JISAR

Journal of Information Systems Applied Research

Volume 15

V15 N3 Pages 24-34

Oct 2022


A Scalable Amazon Review Collection System


Jamie Woodall
University of North Carolina Wilmington
Wilmington, NC USA

Douglas Kline
University of North Carolina Wilmington
Wilmington, NC USA

Ron Vetter
University of North Carolina Wilmington
Wilmington, NC USA

Minoo Modaresnezhad
University of North Carolina Wilmington
Wilmington, NC USA

Abstract: Amazon product reviews can provide a rich source of data for natural language processing research.

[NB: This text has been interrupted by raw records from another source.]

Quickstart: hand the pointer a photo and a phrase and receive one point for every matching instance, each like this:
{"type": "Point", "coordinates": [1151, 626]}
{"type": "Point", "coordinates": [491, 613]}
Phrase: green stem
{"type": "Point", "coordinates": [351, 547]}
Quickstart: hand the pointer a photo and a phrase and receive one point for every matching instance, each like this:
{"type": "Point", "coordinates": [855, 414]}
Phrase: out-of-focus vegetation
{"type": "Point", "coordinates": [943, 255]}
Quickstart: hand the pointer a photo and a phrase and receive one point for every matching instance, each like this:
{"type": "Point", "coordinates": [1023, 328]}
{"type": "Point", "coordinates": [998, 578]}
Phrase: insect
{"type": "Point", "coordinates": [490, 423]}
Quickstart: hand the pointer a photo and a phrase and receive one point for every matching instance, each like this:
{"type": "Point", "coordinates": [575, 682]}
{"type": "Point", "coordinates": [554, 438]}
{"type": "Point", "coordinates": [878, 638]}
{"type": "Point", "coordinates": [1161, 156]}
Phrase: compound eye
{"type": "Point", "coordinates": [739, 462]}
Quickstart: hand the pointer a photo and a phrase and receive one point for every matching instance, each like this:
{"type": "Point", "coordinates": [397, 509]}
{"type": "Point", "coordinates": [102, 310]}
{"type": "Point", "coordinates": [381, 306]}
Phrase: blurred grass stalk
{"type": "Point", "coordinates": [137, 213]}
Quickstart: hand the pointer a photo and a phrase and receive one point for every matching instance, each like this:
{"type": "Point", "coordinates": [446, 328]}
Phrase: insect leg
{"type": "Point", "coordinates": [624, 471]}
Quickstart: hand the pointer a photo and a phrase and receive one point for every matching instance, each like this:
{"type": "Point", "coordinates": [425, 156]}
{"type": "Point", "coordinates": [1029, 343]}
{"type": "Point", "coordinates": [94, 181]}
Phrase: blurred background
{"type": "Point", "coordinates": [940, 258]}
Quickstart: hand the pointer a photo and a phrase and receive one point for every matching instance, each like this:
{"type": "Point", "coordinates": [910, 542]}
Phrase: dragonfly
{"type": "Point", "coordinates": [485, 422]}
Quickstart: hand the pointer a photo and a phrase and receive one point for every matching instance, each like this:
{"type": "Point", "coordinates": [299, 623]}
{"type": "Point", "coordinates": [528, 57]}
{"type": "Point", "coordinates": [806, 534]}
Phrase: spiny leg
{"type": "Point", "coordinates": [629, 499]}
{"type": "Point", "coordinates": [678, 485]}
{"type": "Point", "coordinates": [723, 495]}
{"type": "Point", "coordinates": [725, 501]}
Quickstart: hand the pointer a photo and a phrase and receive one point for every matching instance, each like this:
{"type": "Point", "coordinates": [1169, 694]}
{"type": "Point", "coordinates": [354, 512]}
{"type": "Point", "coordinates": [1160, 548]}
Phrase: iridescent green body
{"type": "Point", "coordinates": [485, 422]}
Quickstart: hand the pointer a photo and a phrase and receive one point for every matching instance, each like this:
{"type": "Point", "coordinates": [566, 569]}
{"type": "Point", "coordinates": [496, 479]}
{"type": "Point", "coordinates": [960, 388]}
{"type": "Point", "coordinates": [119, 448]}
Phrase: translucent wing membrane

However, the available data sets have become dated and do not have more recently included review metadata. To support a related research project, we built a custom system for obtaining Amazon product reviews. We used this project to explore modern cloud-based services and practices. The system used a variety of cloud-based distributed services such as Azure Data Factory, Azure Functions, Azure Data Lake Storage, and a third party web scraping service. The system was used to obtain 17,962 product reviews and produce data sets in several formats. This paper fully describes the system, and offers lessons learned from the experience.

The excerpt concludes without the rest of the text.